Yokosuka firefighters retire after decades of service
Japanese firefighters Tetsuo Fujita and Takashi Innami wrapped up their careers at Yokosuka Naval Base’s fire station during a retirement ceremony June 27.
Fujita, 62, served for 40 years at station while Innami, 61, served for 32.
“I’m really glad that I managed to serve for 40 years without any illness,” Fujita said before the retirement ceremony. “I would like to thank my parents who gave me such physical strength.”
He also had nothing but good things to say about the 45 other firefighters who work at the station.
“I feel relieved completing such a demanding job,” Innami said. “Now, I would like to say ‘thank you’ from my heart to everybody who supported me to carry out my mission.”
The two firefighters engaged in a wide-range of fire operations, preventions and rescues, including ship firefighting, water rescue, confined space rescue and hi-angle rope rescue.
Fujita, as a fire crew chief, helped lead the station to numerous awards, including the U.S. Navy Fire Department of the Year for 1997, 1998, 2003, 2005 and 2006.
Innami, a fire truck driver, was recognized as the top firefighter in the worldwide “DOD Civilian Firefighter of the Year” in 2010.
Reflected on his 32 years of service, Innami said one event stood out.
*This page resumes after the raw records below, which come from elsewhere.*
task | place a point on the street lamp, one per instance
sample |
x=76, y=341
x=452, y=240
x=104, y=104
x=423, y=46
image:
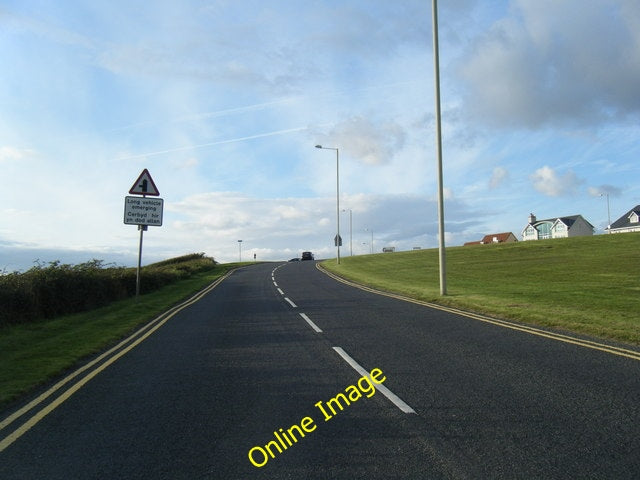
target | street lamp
x=367, y=230
x=608, y=212
x=436, y=74
x=337, y=198
x=350, y=231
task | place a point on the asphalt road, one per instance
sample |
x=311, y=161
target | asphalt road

“The most memorable experience throughout my career was the fire at the Koshiba Naval Fuel Terminal,” he recalled. “It was in October 1981 and I had just joined the (Yokosuka station). We engaged in an actual extinguishing operation with crews from the Yokohama City Fire Department. This incident taught me how terrible a fire can be, and the memory has continuously driven me to work carefully and seriously.”
According to Neil R. Hogan, Chief, Fire and Emergency Services, Fleet Activities Yokosuka, Commander Navy Region Japan, Fujita and Innami were the core of the organization.
“They are the ones who put the wet stuff on the red stuff, rescue and protect those who defend America and Japan along with their families, and the on-base and off-base communities,” Hogan said, explaining that to two went out of their way to pass their knowledge to next generation of Yokosuka firefighters. “They will be sorely missed.”
“I will take a short rest after retirement,” Fujita said. “Then, I want to go to Tohoku and volunteer” as the area continues to recover from the earthquake and tsunami.
“I would like to take a trip to “Inami” Town, Wakayama Prefecture, which has the same kanji name of my family name (Innami), yet its pronunciation is slightly different,” Innami said. “It’s been my longtime dream.”
Hogan said the two will always be part of the fire station family and are always. “All I wish for them is to enjoy their retirement chapter of life,” he said, “and achieve their goals in retirement, whatever those may be.”